Наказание само не заставит себя ждать.
Жемчужина среди городов
По крайней мере, теперь он мог ехать верхом. Лубки сняли этим утром, и раненая нога Джезаля больно ударялась о конский бок при каждом движении лошади. Его пальцы, сжимавшие поводья, были онемевшими и неуклюжими, а рука без повязки ослабела и ныла. Зубы по-прежнему отзывались глухой болью при каждом ударе копыт по разбитой дороге. Но он больше не лежал в повозке, а это уже кое-что. В последнее время мелочи могли сделать его очень счастливым.
Остальные ехали молча, угрюмые как плакальщики на похоронах, и Джезаль не винил их. Само это место было безрадостным. Целая равнина грязи. Трещины в голой скале. Песок и камень, лишенные жизни. Небо — белая пустота, тяжелая как свинец; оно обещало дождь, но не давало его. Всадники сгрудились вокруг повозки, словно искали у нее тепла, — единственные теплые комочки на сотни миль холодной пустыни, единственные движущиеся точки в этом застывшем безвременном пространстве, единственные живые существа среди мертвой страны.
Дорога была широкой, но камни покрытия растрескались и выпирали. Кое-где были разрушены целые куски дорожного полотна, в других местах его целиком заливали потоки грязи. На обочинах из голой земли торчали сухие пни.
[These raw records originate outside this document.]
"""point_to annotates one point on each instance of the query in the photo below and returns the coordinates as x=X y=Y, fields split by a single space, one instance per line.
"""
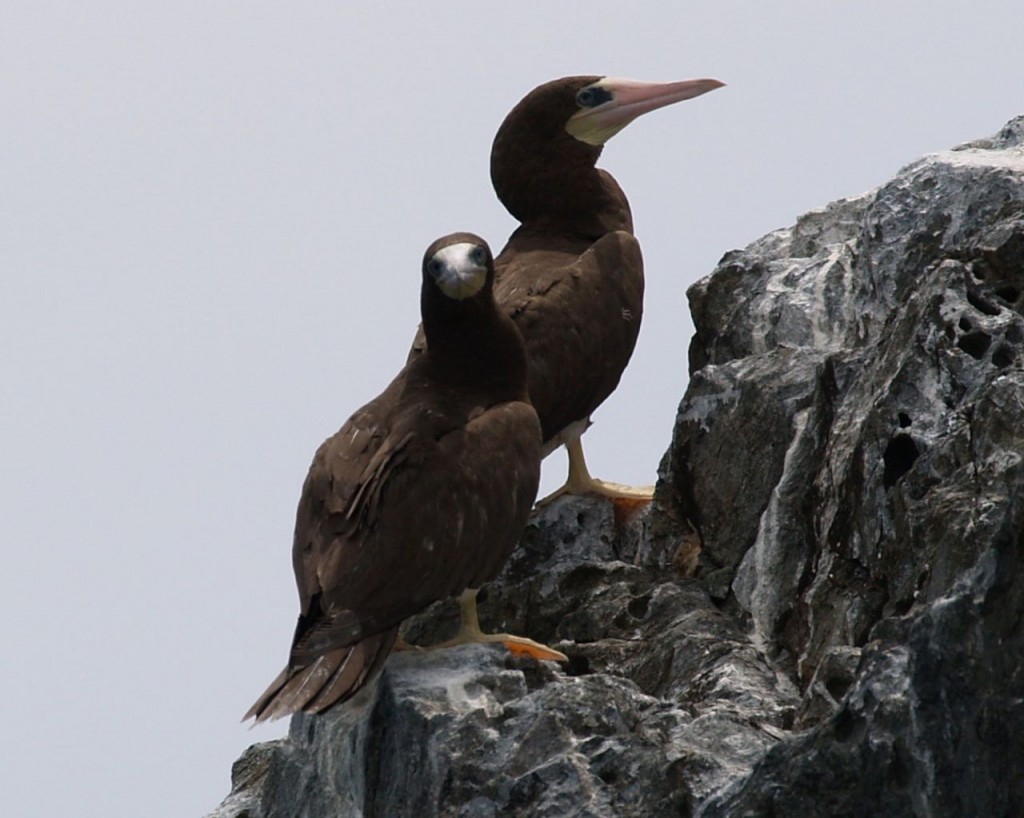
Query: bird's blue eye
x=592 y=96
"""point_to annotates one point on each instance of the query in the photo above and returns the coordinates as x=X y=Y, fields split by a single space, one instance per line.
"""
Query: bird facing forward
x=422 y=494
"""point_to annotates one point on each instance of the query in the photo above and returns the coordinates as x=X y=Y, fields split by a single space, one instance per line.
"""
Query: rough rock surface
x=823 y=611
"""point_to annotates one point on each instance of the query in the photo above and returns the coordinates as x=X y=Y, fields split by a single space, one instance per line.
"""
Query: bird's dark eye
x=592 y=96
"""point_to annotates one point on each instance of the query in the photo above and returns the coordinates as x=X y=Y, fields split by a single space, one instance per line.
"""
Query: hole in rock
x=1003 y=356
x=898 y=458
x=975 y=344
x=837 y=685
x=638 y=606
x=578 y=665
x=981 y=305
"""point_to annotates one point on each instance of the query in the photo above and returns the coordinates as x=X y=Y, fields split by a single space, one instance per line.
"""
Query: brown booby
x=571 y=274
x=420 y=496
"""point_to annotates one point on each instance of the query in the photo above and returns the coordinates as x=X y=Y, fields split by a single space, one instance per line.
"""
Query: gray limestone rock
x=822 y=613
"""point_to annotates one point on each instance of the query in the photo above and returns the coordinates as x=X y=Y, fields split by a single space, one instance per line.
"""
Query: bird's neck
x=562 y=192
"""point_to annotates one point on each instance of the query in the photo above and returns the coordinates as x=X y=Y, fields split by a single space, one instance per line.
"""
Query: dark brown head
x=459 y=266
x=542 y=161
x=469 y=340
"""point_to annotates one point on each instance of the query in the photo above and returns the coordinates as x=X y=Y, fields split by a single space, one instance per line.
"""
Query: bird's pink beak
x=630 y=99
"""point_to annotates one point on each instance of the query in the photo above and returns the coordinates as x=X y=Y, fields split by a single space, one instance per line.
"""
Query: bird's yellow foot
x=469 y=632
x=580 y=482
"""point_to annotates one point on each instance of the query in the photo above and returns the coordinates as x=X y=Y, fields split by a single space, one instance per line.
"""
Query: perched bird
x=420 y=496
x=571 y=274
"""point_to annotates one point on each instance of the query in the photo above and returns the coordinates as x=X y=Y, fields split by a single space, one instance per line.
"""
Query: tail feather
x=332 y=678
x=363 y=663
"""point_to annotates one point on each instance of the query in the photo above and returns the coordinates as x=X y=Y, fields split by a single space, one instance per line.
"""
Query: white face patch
x=458 y=274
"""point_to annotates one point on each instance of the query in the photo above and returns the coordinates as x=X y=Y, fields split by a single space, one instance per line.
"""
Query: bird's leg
x=580 y=481
x=401 y=644
x=469 y=631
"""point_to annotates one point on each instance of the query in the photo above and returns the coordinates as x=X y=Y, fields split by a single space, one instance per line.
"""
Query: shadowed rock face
x=822 y=613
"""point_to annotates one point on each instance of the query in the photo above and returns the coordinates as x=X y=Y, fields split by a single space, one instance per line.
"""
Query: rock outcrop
x=822 y=613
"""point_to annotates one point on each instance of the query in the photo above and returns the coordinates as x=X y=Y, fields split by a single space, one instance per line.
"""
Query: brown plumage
x=421 y=494
x=571 y=274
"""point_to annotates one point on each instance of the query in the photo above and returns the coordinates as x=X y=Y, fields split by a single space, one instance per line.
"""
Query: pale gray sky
x=212 y=216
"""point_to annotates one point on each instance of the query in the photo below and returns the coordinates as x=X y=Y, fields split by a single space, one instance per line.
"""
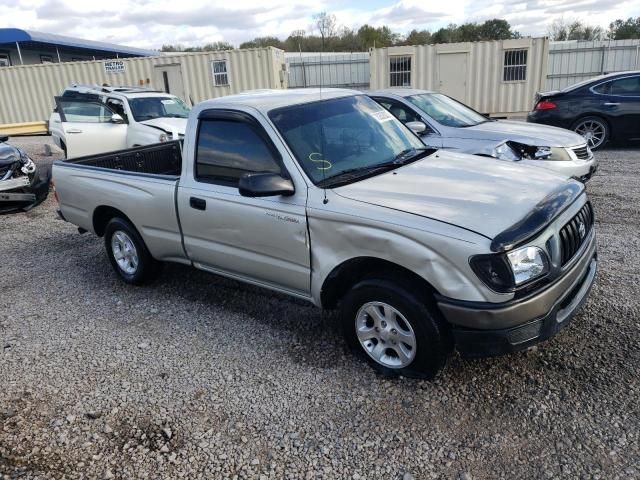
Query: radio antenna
x=322 y=139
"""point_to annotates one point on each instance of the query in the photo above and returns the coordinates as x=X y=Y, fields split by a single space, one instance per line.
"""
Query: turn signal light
x=545 y=105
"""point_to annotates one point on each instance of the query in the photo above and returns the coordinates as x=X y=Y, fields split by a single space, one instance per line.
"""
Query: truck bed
x=157 y=159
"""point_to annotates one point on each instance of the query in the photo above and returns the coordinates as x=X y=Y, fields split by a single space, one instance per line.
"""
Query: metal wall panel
x=343 y=70
x=26 y=92
x=574 y=61
x=484 y=86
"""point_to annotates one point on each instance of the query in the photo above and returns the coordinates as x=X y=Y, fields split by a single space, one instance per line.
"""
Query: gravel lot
x=197 y=376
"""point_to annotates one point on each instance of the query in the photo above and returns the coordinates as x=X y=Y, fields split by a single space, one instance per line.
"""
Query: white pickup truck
x=327 y=197
x=90 y=119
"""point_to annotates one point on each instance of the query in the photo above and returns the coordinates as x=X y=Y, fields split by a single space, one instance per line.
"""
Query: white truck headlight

Байяз, должно быть, заметил, что Джезаль смотрит на них.
— Раньше вдоль этой дороги на протяжении двадцати миль от городских ворот шла аллея величественных дубов. Летом листья трепетали и колыхались на ветру, их было видно через всю равнину. Иувин собственными руками посадил эти деревья в Старые времена, когда империя была еще молода. Задолго до моего рождения.
Изуродованные пни были серыми и высохшими, на их расщепленных краях до сих пор виднелись следы пилы.
— Они выглядят так, словно их спилили несколько месяцев назад.
— Много лет, мой мальчик! Когда Гластрод захватил город, он приказал спилить деревья, чтобы топить свои горны.
— Тогда почему же они не сгнили?
— Гниение — это форма жизни. А здесь жизни нет.
Джезаль сгорбился, глядя на обрубки мертвых деревьев, медленно проплывающие мимо, как ряды надгробий.